Reference	Age/Sex	Lesion laterality	Diagnosis	Side of metamorphopsia	Objects included in metamorphopsia	Duration of symptom
(5)	53/M	right	infarction	right	eye, nose, mouth	nd
(6)	70/F		infarction	right	eye, mouth	1.5 years
Present case	66/F		infarction	right	eye	3 days
(3)	68/F		hemorrhage	left	eye, nose, mouth, facial outline	5 weeks
(7)	61/F		infarction	left	eye, nose, mouth, facial outline	>2.5 years
(8)	78/F		infarction	left	eye, nostril	18 days
(9)	51/F	left	infarction	right	eye, mouth, letters, other objects	2 months
(5)	58/F		infarction	right	eyelid, nose, facial outline	nd

nd: not described

The patient in our case complained of prosopometamorphopsia restricted to the eyes. Although no previous cases have described prosopometamorphopsia restricted to the eyes, all previous cases did involve prosopometamorphopsia that included the eyes (3, 5-9).
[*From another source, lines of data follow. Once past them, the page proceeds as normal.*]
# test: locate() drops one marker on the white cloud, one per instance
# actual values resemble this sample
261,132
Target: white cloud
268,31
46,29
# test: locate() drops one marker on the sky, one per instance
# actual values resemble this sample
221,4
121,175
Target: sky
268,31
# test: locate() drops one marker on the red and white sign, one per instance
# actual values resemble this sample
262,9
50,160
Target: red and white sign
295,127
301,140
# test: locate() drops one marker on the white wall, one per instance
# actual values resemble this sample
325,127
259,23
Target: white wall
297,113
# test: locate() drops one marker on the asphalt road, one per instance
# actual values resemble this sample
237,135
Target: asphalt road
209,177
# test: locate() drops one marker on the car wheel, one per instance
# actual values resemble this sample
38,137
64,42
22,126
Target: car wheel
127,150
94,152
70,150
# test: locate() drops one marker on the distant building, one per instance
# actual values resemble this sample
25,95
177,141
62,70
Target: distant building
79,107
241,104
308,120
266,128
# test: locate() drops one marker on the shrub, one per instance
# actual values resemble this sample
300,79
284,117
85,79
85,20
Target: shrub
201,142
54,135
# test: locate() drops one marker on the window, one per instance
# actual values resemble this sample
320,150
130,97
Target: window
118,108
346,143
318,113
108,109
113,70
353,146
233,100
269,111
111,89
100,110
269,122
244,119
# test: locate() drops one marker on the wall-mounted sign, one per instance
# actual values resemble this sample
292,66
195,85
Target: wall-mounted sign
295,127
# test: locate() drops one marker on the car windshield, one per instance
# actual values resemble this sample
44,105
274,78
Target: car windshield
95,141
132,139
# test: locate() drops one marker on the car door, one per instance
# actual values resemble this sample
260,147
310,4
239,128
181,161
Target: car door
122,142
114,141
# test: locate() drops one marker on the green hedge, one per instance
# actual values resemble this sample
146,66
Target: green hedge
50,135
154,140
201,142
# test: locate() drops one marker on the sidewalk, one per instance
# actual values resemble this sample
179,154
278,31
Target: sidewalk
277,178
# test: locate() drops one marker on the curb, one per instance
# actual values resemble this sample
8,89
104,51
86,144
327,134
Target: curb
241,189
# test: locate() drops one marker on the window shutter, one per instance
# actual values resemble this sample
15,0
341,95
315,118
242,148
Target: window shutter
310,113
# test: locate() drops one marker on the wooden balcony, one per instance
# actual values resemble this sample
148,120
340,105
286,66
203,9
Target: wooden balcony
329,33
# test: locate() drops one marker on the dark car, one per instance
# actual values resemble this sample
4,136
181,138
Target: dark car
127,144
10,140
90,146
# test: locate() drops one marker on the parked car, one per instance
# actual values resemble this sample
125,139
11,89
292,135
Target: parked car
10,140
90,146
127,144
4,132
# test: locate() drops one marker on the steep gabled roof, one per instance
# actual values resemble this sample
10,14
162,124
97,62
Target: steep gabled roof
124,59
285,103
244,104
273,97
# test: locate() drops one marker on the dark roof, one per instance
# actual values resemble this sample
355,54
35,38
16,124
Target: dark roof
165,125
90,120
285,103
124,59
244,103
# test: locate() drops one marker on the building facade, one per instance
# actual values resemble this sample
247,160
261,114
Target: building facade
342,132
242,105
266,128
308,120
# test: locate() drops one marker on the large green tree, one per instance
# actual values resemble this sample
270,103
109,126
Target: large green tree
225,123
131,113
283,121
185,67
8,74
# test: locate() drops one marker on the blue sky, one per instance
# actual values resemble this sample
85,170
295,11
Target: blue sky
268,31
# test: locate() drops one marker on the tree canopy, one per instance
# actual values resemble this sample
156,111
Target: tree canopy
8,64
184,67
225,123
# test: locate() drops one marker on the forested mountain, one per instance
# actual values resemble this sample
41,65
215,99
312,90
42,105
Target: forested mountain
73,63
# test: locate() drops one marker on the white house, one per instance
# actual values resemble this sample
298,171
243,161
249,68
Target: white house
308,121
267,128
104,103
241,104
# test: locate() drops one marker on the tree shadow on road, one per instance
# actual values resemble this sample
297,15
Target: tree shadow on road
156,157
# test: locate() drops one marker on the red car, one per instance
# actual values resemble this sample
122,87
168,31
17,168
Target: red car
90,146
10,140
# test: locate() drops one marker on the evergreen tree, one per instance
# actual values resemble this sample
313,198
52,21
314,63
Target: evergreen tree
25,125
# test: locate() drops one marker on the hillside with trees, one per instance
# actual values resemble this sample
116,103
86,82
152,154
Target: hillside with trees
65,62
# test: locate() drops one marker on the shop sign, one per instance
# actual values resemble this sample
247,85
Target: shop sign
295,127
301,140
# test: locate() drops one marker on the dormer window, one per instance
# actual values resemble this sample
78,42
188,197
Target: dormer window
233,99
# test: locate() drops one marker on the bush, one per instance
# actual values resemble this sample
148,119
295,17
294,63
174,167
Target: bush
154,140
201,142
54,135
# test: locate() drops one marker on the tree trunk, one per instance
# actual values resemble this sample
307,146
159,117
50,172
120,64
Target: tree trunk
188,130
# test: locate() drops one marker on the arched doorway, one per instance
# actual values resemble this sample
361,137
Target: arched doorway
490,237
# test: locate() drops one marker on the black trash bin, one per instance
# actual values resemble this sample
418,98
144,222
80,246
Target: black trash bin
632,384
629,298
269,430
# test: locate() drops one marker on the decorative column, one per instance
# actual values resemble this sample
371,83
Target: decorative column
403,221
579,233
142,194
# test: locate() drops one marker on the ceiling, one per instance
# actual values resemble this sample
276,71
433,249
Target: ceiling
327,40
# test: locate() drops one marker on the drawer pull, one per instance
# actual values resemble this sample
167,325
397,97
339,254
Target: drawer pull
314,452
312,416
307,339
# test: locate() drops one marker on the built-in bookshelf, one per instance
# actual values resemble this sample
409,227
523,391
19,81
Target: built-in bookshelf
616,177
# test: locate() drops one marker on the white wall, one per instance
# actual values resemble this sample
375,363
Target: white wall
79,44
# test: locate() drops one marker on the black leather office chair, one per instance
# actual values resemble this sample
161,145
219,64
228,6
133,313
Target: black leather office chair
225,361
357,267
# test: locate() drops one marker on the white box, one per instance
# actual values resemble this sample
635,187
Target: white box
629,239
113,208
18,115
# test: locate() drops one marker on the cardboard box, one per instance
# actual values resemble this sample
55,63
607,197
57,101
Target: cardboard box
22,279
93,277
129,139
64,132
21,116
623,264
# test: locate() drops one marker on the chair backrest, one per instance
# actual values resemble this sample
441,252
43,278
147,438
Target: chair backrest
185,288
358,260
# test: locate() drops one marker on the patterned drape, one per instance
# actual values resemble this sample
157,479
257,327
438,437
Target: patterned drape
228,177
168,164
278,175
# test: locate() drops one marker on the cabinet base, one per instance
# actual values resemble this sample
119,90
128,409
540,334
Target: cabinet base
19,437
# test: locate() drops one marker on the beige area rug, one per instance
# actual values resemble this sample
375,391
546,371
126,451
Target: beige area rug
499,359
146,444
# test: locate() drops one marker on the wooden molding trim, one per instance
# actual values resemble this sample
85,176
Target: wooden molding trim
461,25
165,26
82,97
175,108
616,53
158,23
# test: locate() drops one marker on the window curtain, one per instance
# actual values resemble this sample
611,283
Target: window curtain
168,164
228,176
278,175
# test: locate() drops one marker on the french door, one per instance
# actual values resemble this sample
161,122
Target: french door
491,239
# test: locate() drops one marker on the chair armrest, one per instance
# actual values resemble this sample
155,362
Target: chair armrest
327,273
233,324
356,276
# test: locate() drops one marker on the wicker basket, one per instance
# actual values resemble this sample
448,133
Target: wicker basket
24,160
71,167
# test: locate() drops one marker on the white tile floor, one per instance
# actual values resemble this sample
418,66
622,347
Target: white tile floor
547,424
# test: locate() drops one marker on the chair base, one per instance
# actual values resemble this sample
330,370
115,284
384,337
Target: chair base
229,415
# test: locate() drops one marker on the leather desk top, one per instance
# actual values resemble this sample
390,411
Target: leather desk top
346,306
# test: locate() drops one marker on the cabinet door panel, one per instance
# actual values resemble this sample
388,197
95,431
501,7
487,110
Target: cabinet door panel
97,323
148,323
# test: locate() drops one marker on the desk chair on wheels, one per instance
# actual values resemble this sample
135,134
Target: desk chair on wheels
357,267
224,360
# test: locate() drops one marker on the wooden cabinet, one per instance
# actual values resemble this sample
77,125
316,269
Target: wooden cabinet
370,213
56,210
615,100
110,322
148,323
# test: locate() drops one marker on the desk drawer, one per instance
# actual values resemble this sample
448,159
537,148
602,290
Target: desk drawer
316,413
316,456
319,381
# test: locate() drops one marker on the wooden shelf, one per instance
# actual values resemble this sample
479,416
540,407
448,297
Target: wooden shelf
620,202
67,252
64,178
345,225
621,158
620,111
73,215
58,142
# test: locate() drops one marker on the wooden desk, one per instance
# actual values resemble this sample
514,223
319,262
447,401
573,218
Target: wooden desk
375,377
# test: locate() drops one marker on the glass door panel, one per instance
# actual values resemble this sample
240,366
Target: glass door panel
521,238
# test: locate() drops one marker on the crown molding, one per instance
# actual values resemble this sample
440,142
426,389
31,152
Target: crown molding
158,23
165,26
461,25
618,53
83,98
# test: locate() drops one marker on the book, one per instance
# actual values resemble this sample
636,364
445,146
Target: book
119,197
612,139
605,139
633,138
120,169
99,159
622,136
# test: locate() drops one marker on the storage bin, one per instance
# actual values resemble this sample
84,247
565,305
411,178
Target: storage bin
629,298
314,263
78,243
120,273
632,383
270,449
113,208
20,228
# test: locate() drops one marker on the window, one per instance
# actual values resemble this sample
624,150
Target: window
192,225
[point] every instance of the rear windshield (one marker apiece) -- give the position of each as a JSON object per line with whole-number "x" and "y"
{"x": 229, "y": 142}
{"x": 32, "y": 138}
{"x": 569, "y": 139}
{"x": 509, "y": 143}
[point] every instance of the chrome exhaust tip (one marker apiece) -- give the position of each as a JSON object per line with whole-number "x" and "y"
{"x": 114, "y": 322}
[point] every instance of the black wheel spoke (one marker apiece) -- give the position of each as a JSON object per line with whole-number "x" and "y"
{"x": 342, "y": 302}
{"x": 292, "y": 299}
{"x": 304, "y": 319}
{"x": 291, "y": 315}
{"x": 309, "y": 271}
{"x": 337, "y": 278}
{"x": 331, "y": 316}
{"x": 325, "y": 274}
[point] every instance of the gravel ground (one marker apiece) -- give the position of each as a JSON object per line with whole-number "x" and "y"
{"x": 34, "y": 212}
Since expressions involving the eyes are considered the most important body actions perceived (11), prosopometamorphopsia might always include the eyes.

When the patient drew a picture of someone including their facial features based on memory, parts of the face other than the eyes seemed distorted. Whether the mismatch between her subjective complaints and the facial features she drew reflected “insensible” prosopometamorphopsia remains uncertain. In addition, mild damage due to minor ischemia seemed to result in transient, rather than persistent, prosopometamorphopsia.

The authors state that they have no Conflict of Interest (COI).

Financial Support

This study was supported by a Grant-in-Aid for Scientific Research (C) (15K10381) from the Japan Society for the Promotion of Science, Tokyo, Japan.